Nunca más volverían mi abuelo y su amigo a coincidir… hasta una tarde, 64 años después, en la consulta de un cardiólogo de Bilbao. Ese señor que está ahí es mi amigo Paul. Muy amigo cuando éramos jóvenes. ¿Te acuerdas aquel con el que pasé la guerra? Vamos a saludarle.”  Le susurró Andrés a su hija Teresa y, acto seguido, mi madre y mi abuelo se levantaron y se dirigieron hacia aquel hombre mayor que aguardaba su turno encogido y ataviado con un abrigo azul marino. “¿Eres Paul?” Él levantó la cabeza y respondió: “Sí”. No hicieron falta más palabras.
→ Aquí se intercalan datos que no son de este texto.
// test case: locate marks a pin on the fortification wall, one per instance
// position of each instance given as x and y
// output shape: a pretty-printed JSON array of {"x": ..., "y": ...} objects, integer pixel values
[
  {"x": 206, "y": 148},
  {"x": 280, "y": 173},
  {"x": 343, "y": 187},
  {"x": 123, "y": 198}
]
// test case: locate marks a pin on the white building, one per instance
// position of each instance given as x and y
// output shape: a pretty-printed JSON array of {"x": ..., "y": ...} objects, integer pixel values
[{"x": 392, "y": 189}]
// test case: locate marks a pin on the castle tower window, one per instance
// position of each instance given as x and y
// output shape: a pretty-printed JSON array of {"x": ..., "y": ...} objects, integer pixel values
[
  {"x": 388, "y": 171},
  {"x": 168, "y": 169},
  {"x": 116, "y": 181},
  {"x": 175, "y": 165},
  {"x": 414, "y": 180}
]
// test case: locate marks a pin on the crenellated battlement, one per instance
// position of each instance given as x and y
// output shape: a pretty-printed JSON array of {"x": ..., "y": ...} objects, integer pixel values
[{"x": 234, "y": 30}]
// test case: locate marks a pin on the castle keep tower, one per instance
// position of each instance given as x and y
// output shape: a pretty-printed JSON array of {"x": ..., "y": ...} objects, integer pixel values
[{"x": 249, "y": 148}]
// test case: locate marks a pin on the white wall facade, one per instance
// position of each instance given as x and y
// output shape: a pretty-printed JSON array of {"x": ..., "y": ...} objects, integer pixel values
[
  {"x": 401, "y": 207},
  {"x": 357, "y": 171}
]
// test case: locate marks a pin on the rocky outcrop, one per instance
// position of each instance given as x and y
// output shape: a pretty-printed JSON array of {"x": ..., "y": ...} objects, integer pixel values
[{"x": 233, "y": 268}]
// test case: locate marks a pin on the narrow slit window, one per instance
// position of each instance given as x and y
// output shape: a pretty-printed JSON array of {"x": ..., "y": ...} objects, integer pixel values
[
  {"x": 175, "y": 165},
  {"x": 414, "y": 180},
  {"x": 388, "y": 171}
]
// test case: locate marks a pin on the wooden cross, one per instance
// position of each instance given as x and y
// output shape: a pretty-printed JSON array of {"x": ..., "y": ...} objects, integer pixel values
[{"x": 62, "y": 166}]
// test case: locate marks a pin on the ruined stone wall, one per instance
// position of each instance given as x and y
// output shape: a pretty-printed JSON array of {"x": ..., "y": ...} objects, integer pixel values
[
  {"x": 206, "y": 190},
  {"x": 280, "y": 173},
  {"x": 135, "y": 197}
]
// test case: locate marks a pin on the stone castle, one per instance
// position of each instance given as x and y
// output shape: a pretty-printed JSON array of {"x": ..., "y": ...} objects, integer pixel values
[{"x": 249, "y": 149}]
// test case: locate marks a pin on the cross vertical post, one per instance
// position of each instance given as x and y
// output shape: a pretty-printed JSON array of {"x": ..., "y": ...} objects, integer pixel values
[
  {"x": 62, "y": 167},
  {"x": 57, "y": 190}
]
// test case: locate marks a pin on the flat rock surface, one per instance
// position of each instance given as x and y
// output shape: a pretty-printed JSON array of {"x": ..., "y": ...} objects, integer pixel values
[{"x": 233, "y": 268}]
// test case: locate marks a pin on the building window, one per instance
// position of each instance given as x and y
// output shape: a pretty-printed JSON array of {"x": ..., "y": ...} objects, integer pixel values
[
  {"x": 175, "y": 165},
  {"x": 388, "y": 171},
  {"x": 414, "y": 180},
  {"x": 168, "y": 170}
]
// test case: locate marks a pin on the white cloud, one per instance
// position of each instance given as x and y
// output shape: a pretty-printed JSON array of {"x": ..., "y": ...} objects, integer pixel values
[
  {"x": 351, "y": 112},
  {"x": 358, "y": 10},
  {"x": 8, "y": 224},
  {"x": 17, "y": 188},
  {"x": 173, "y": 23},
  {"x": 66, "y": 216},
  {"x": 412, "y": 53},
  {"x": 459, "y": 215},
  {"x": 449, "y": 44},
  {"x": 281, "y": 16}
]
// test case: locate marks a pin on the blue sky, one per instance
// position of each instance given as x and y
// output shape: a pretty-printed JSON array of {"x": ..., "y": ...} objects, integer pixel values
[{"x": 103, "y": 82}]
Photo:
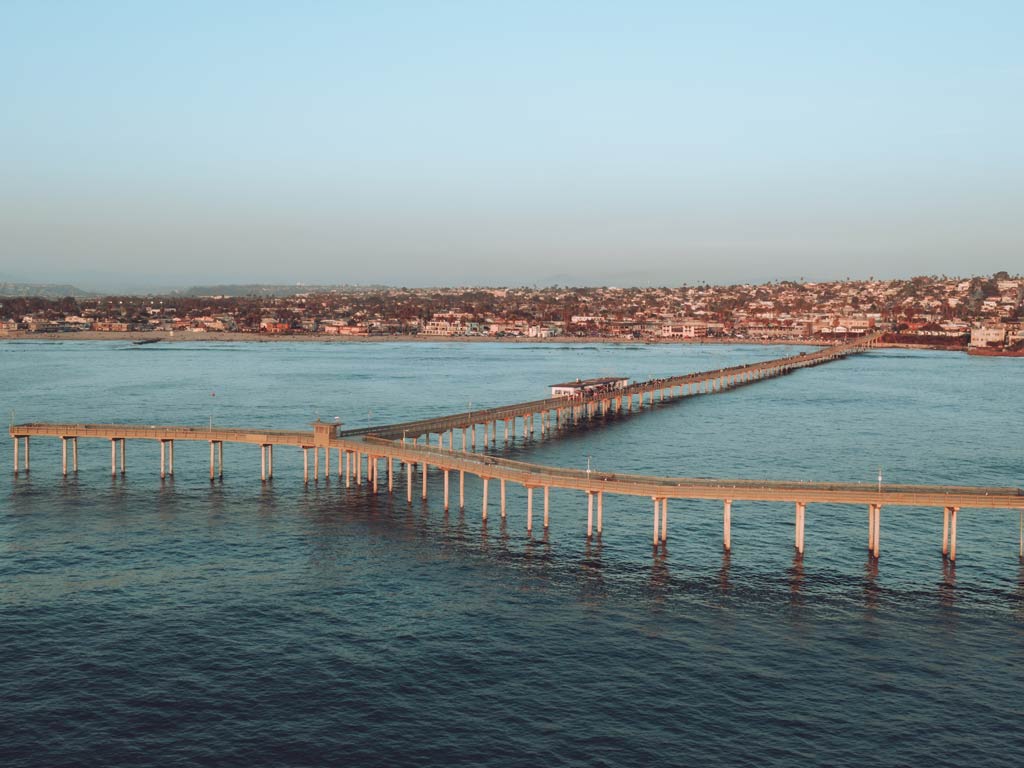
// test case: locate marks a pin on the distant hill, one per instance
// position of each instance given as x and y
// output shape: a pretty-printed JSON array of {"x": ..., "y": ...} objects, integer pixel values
[
  {"x": 266, "y": 290},
  {"x": 43, "y": 290}
]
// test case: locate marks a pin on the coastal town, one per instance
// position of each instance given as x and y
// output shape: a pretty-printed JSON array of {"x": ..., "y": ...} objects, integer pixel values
[{"x": 979, "y": 312}]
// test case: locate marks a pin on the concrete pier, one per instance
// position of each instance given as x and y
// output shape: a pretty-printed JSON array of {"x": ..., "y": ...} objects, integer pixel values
[{"x": 402, "y": 442}]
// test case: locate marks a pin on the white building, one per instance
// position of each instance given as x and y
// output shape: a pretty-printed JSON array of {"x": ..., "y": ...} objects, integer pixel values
[{"x": 988, "y": 336}]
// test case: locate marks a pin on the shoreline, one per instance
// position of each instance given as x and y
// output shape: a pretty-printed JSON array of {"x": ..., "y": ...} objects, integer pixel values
[{"x": 225, "y": 336}]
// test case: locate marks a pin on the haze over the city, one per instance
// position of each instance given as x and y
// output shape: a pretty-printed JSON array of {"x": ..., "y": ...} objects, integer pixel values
[{"x": 455, "y": 143}]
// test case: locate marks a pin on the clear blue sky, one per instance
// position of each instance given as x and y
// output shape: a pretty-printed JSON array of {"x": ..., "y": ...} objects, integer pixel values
[{"x": 509, "y": 142}]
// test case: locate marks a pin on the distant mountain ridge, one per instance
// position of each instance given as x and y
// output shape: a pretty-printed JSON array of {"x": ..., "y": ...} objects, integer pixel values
[
  {"x": 43, "y": 290},
  {"x": 274, "y": 291}
]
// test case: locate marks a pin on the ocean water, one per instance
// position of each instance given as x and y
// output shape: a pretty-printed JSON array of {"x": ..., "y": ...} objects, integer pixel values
[{"x": 182, "y": 623}]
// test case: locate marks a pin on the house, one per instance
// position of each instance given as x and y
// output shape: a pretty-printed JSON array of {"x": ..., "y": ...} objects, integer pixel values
[{"x": 988, "y": 336}]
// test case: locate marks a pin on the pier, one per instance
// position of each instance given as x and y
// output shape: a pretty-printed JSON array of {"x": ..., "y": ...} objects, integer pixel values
[{"x": 452, "y": 444}]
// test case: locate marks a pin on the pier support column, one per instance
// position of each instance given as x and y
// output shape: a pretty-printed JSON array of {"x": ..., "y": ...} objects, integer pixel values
[
  {"x": 529, "y": 508},
  {"x": 878, "y": 530},
  {"x": 657, "y": 510},
  {"x": 665, "y": 520},
  {"x": 727, "y": 524},
  {"x": 952, "y": 534},
  {"x": 945, "y": 530}
]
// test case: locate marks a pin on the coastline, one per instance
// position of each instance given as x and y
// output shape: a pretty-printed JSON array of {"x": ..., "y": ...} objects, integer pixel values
[{"x": 166, "y": 336}]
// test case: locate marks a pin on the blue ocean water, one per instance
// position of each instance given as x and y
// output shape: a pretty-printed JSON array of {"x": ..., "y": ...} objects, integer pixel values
[{"x": 182, "y": 623}]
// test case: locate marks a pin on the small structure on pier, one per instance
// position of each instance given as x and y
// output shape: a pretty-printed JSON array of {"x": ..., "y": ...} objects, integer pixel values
[{"x": 587, "y": 387}]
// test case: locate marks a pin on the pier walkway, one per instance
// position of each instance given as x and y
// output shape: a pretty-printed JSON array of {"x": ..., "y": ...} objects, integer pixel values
[{"x": 360, "y": 454}]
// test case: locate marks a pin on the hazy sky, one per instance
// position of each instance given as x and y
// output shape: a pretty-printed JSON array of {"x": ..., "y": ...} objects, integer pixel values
[{"x": 509, "y": 142}]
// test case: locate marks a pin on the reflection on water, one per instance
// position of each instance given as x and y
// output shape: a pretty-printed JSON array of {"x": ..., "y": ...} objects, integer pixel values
[
  {"x": 796, "y": 579},
  {"x": 294, "y": 624},
  {"x": 723, "y": 573}
]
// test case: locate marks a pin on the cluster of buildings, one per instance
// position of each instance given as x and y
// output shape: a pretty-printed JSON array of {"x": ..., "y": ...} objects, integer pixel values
[{"x": 941, "y": 310}]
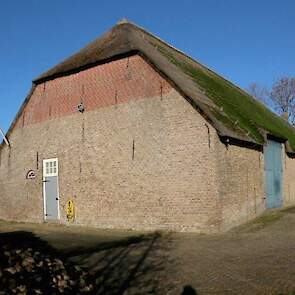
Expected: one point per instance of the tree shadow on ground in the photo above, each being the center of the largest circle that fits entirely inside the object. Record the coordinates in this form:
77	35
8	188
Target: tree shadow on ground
134	265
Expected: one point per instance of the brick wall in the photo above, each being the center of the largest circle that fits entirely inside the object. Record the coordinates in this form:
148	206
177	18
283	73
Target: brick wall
180	176
240	184
170	183
289	177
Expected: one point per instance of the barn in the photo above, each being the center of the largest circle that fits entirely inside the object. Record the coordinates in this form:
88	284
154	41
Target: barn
131	133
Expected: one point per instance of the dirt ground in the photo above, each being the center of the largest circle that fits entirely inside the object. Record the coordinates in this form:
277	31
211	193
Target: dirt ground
257	258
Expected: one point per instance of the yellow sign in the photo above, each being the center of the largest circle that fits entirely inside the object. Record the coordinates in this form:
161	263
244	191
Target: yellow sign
70	210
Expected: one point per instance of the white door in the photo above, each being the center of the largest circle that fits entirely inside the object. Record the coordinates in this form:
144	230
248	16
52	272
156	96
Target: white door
50	189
Los dos se fundieron en un abrazo de esos aguantados durante una vida y se emocionaron como se emocionan las personas que ven cerca el final. El destino les había reservado la opción de la despedida.

Un año después, a los 79, mi abuelo fallecía y con él, esta historia que hoy rescato gracias a mi madre, para que siga viva, para que no se pierda. Ni la suya, ni tantas otras que no se contaron.